Pero hay otro punto de la ciudad que contiene en sí otro fenómeno muy particular. Te cuento: agarrás Fernández Crespo como yendo pa’l Palacio. Pero atenti: a tu ritmo, no al ritmo en que se arrastra todo en esa avenida. Es bravo zafar de la digestión urbana que se produce en esa arteria, lo sé, por eso tenés que estar con la atención plena. Los autos, los bondis, las gentes, las santerías, los panchos con papitas pay, los abitabs, el frescor, el tovien, el humo de los cigarros de los que se la fuman afuera.

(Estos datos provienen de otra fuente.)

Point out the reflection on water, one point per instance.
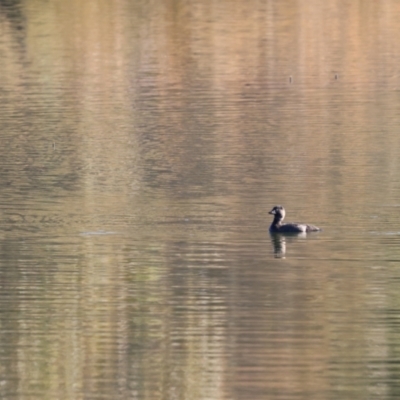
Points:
(142, 145)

Todo va hacia allá, p’aquel lado, como moscas a la lamparita, o espermatozoides al óvulo. Y a una celeridad de laxante, de “no llego” (siempre yorugua, claro, no bonaerense, que es el doble de rápido). Hasta los más veteranos que salen del BPS arrancan como chijete hacia la corriente. Las palomas de allí se mueren de hambre. El pulso fernandezcrespiano te toma de rehén, y si no te subís a un línea G o similar (que vienen hasta las del fraile), o metés viraje en alguna intersección, nos vemo’ en la de los Mártires. Yo nunca he visto a nadie caminar a su propio ritmo por Fernández Crespo. Es como si por ahí la ciudad evacuara todo lo que le sobra en la zona céntrica. Como un caño colector directo a los que hacen las leyes. Y se ve que aquellos que te dije se prenden un incienso para no oler ese aroma tan residual, tan populoso, porque yo estuve ahí adentro y huele a cedro.

Pero tu velocidad modifica el paisaje. Desde Einstein lo sabemos: si le ganás a la luz, te vas a sentir más joven (andá a ganarle a la luz, claro). Es probable que el mismo Albert haya experimentado este fenómeno que te estoy describiendo (quién te dice, paseando por ahí con Vaz, en los tiempos en que la calle aún se llamaba Sierra).

La hora propicia para vivenciar este fenómeno es la tardecita de un día hábil (que son los días en que andamos más abombados, paradójicamente). Respirá hondo y atendé a tu propia velocidad. Tu ritmo cardíaco irá amainando hasta dejar de ser pura imitación y pase a tener un son propio. De a poco te vas despegando como chicle del trajinar de los transeúntes y los transistores, y vas sintiendo eso tan digno de Rocha: la llevada tranqui. Te van a empujar, te van a insultar, pero deberás pasar por ello para experimentar esto tan increíble que te va a pasar: cuando agarrás tu propio ritmo y lo seguís, a la altura del puente de Galicia, justo antes de una carpintería donde venden mesas con telarañas de regalo, aparece algo invisible para el ciudadano preocupado porque no llega. Vas deteniendo el paso, entrecerrando los ojos, abriendo el pecho, y en ese pedacito de pared se pinta un timbre. Sin nombre ni número de puerta. Gastado pero que todavía funciona. Lo tocás como si fueras ET diciendo “mi casa”. Con ternura pero convencido. Como el Che curando un leproso. Y de repente, delante de ti, hacia lo alto, se despliega una escalerita de madera que huele a madreselvas. Con un altillo en la punta. Allí te abre un grupo de gente amiga: el Flaco Tito, Dionisio Díaz, Delmira, Guyunusa, Mateo, Fosforito, el chueco Maciel, Arístides querido... el Negro Ansina (que va porque ceba y no se le lava). Y tantos otros. Están ahí sólo para escucharte:

—Que el sueldo no me da.

—Ajá.

—Que estoy cansado de que mi padre me diga lo que tengo que hacer.

—Mhmm.

—Que mi novio es un imbécil, con lo que me preocupo yo por él.

—Entendemos.

—Que este gobierno traidor… ¡Y la oposición, peor!

—Comprendemos —te expresan.

Y cuando ven que ya te cansaste de protestar, te acompañan hasta la puerta. Vos los mirás como el gato de Shrek, con cara de perro castigado que se encontró con un vagabundo que le da leche. Ellos se inclinan con la expresión “ahora deberás seguir tú”. Y te empujan p’abajo.

Ya estás recargado. Al fin alguien que te escucha. Era hora. Podés volver a zambullirte en el caño, nomás.